I would find out what type of goats your 4H club does. If your 4H club only does Boer goats for example, then that is what you will have to get.


----------



## caprine crazy (Jun 12, 2012)

Get a breed you know you will like. Get something you are comfortable with. If you are a smaller person, Nigerians may be good for you because they are small and fairly easy to handle. If you want a lot of milk then an Alpine or Saanen is probably what you want. If you are a strong person and think you can handle Boers, they are good choice. Boer wethers are good if you don't want to take care of a goat in the winter because after you show them, you can sell them at the sale (if your county fair has one at the end of the fair.). It all depends on your likes, dislikes, and needs are.


----------



## Dani-1995 (Mar 11, 2011)

It depends on your area and 4H club and FFA chapter. Talk to the leader of which ever you are thinking of joining and see what they raise and what type of shows are near you.

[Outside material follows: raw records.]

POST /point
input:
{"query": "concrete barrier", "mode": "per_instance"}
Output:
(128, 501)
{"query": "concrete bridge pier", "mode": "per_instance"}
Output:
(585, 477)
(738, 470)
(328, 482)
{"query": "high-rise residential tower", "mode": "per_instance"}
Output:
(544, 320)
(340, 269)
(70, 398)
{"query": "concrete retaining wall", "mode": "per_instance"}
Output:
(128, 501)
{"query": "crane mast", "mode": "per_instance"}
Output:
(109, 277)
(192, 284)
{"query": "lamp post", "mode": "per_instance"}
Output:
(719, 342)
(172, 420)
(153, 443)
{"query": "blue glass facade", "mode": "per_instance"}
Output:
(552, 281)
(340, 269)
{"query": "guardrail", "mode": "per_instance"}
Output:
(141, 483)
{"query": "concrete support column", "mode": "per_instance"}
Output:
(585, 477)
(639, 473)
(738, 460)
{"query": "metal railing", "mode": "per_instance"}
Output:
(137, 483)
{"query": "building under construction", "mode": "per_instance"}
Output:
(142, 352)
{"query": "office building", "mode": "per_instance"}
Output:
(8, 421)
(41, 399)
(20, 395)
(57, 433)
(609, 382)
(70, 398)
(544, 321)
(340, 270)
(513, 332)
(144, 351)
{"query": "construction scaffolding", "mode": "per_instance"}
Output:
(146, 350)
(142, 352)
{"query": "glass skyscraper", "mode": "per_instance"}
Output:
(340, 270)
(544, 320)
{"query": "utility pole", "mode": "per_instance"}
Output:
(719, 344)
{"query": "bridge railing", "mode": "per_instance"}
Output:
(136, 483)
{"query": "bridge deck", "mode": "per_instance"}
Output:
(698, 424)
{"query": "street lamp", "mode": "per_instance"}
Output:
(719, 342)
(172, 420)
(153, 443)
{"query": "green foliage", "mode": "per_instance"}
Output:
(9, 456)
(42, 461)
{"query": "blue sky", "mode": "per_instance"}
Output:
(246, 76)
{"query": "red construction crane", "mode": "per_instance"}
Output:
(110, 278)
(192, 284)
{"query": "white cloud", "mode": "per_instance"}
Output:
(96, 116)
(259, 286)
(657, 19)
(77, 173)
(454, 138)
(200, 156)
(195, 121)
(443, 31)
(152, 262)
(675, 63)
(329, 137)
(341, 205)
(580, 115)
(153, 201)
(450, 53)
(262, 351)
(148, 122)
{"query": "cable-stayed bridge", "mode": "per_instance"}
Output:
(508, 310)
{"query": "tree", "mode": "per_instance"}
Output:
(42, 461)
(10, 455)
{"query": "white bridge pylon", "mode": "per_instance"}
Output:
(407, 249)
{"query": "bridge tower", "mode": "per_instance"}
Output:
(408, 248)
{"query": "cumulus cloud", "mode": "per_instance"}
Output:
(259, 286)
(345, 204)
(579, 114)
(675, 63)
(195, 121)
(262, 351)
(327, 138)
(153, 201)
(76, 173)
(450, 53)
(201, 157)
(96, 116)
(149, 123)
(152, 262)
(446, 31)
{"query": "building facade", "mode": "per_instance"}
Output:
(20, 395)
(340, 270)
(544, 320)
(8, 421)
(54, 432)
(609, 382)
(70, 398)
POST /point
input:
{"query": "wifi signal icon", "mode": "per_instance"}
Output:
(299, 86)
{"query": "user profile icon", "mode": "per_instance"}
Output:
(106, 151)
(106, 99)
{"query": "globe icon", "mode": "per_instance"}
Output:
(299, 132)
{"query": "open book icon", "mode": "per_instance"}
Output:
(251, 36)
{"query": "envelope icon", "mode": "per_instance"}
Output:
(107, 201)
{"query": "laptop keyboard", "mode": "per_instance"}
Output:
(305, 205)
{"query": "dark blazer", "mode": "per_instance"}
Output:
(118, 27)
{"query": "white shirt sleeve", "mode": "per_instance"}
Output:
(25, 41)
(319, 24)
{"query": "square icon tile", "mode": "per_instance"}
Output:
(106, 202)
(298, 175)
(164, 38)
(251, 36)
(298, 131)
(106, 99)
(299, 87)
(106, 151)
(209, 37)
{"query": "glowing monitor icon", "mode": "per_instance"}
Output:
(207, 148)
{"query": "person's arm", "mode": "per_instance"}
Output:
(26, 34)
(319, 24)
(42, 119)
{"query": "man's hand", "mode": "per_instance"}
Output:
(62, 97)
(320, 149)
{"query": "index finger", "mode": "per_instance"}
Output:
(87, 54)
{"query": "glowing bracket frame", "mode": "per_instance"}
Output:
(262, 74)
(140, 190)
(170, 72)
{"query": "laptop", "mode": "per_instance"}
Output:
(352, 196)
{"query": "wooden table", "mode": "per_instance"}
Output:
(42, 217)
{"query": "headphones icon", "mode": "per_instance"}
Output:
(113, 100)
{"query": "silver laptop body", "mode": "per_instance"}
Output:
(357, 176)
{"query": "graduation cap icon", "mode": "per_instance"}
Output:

We don't have any dairy shows near us except for our state fair. On the other hand, we have tons of meat goat wether shows. I'd look into area. But if your doing a meat project then definatley boer!


----------



## HoosierShadow (Apr 20, 2010)

I agree with the others. Find out what kind of project you can do <meat or dairy - breeding stock, or market wethers or both>.
Every state is different. We're in KY, I've never looked into showing dairy in our state, but I'm sure you can and most fairs have dairy goat shows here.
If you can show a breeding doe, see if she has to be registered or not. In our state the does have to be registered fullbloods or percentages.

If you show a market wether, remember you can only show that goat once, and it has to be a young goat, your 4-H leader would know the age limit.
They also typically have a certain weight they must be in order to show. I know some places I've read on line say a minimum of 50lbs. for a market goat.
Our state, I think most places are a minimum of 30lbs.

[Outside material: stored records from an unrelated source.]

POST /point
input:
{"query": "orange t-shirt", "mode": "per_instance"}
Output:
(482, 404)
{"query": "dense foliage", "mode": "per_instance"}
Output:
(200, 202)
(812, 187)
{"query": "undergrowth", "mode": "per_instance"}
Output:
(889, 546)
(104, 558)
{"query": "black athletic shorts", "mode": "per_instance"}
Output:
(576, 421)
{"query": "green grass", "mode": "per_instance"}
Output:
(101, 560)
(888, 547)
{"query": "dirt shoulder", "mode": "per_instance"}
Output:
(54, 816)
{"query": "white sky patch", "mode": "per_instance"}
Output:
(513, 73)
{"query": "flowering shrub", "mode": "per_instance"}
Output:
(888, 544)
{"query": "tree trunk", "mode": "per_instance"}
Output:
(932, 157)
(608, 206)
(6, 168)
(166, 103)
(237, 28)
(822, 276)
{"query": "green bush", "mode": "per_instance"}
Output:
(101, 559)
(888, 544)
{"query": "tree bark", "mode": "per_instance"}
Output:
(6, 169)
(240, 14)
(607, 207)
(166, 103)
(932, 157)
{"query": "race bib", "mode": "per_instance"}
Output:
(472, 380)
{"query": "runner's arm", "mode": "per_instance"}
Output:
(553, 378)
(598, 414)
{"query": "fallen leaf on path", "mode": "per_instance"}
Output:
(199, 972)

In KY we can go from county fair to county fair. They also have a lot of district market goat shows. In order to go to State fair with a market goat you have to attend at least 1 district show, then if you want to auction your market goat you have to have also gone to the State Fair, then auction them in Sept. BUT you have to advertise to help get buyers. Some of the $$ earned goes to help 4-H in your county, and the rest comes to you.

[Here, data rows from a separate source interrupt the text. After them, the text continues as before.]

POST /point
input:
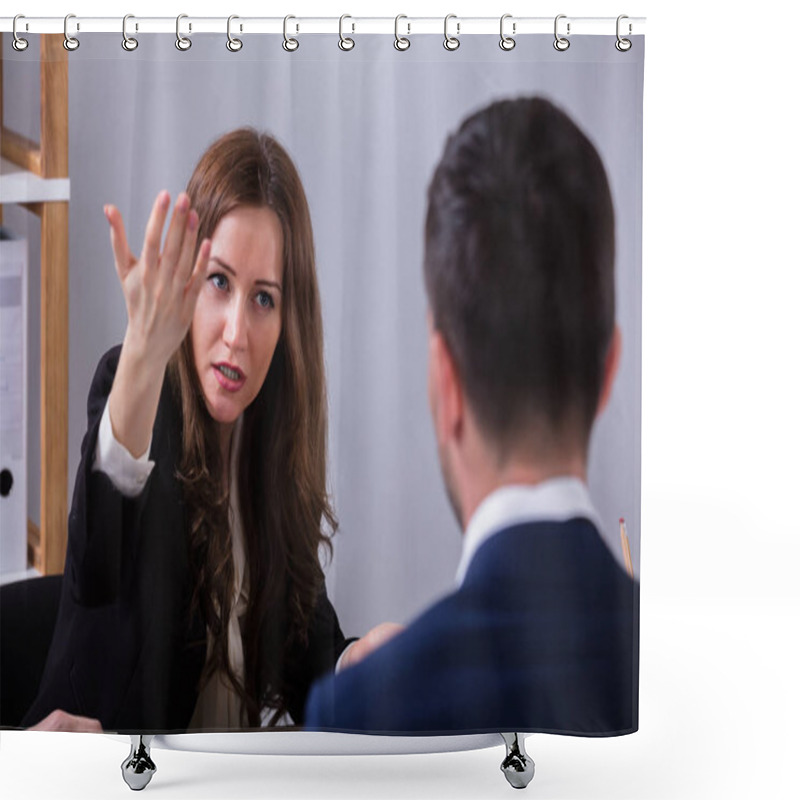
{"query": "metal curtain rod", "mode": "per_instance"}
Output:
(306, 25)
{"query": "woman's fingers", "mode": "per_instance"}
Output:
(155, 227)
(183, 271)
(176, 233)
(195, 282)
(123, 258)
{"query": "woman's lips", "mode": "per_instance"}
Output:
(229, 377)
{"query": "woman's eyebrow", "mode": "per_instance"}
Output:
(229, 268)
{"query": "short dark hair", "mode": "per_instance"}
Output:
(519, 267)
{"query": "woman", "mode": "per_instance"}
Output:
(193, 595)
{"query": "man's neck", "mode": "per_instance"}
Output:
(517, 472)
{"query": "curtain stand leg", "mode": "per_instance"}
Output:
(138, 768)
(517, 766)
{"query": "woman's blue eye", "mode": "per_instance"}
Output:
(264, 299)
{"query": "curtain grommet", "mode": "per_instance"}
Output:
(71, 43)
(18, 43)
(346, 43)
(183, 43)
(401, 43)
(451, 43)
(289, 44)
(561, 43)
(129, 43)
(507, 42)
(233, 44)
(623, 45)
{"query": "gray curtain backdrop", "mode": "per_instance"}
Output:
(365, 129)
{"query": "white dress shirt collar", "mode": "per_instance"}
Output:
(553, 500)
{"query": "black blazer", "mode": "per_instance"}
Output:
(126, 649)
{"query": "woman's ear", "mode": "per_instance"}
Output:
(610, 368)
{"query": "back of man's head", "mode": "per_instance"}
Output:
(519, 269)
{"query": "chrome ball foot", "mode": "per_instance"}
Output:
(138, 768)
(517, 766)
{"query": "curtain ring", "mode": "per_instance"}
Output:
(400, 42)
(507, 42)
(623, 45)
(561, 43)
(129, 43)
(182, 42)
(345, 42)
(289, 44)
(70, 42)
(233, 44)
(18, 43)
(451, 42)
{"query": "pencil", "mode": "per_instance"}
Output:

That's how it works here, it could be very different where you are at.

For market wethers I've been told a high percentage Boer over fullbloods tend to make the best market wethers. I can't remember which crosses people were using though, but the ones we saw do well were not fullbloods.

If your young and short or not used to a somewhat strong animal, I'd get a younger/smaller goat, that away as you train it, then you'll adjust to it as it grows, and hopefully it will be trained so that it's not too naughty on the leash/show collar 

My youngest daughter was 5yo last summer when she showed, she was about 43lbs. Her doe weighed over 50lbs. when they started showing, and right at 90lbs. at their last show <they weigh market animals at every show>. My daughter had no problem controlling her goat. In fact, she trained her all by herself, all I did was help her learn how to set her goat up, etc.

Good Luck!


----------



## goatgirl132 (Oct 18, 2012)

Talk to your ffa or 4h like I can only show Boer if.I'm showing.at the county show


----------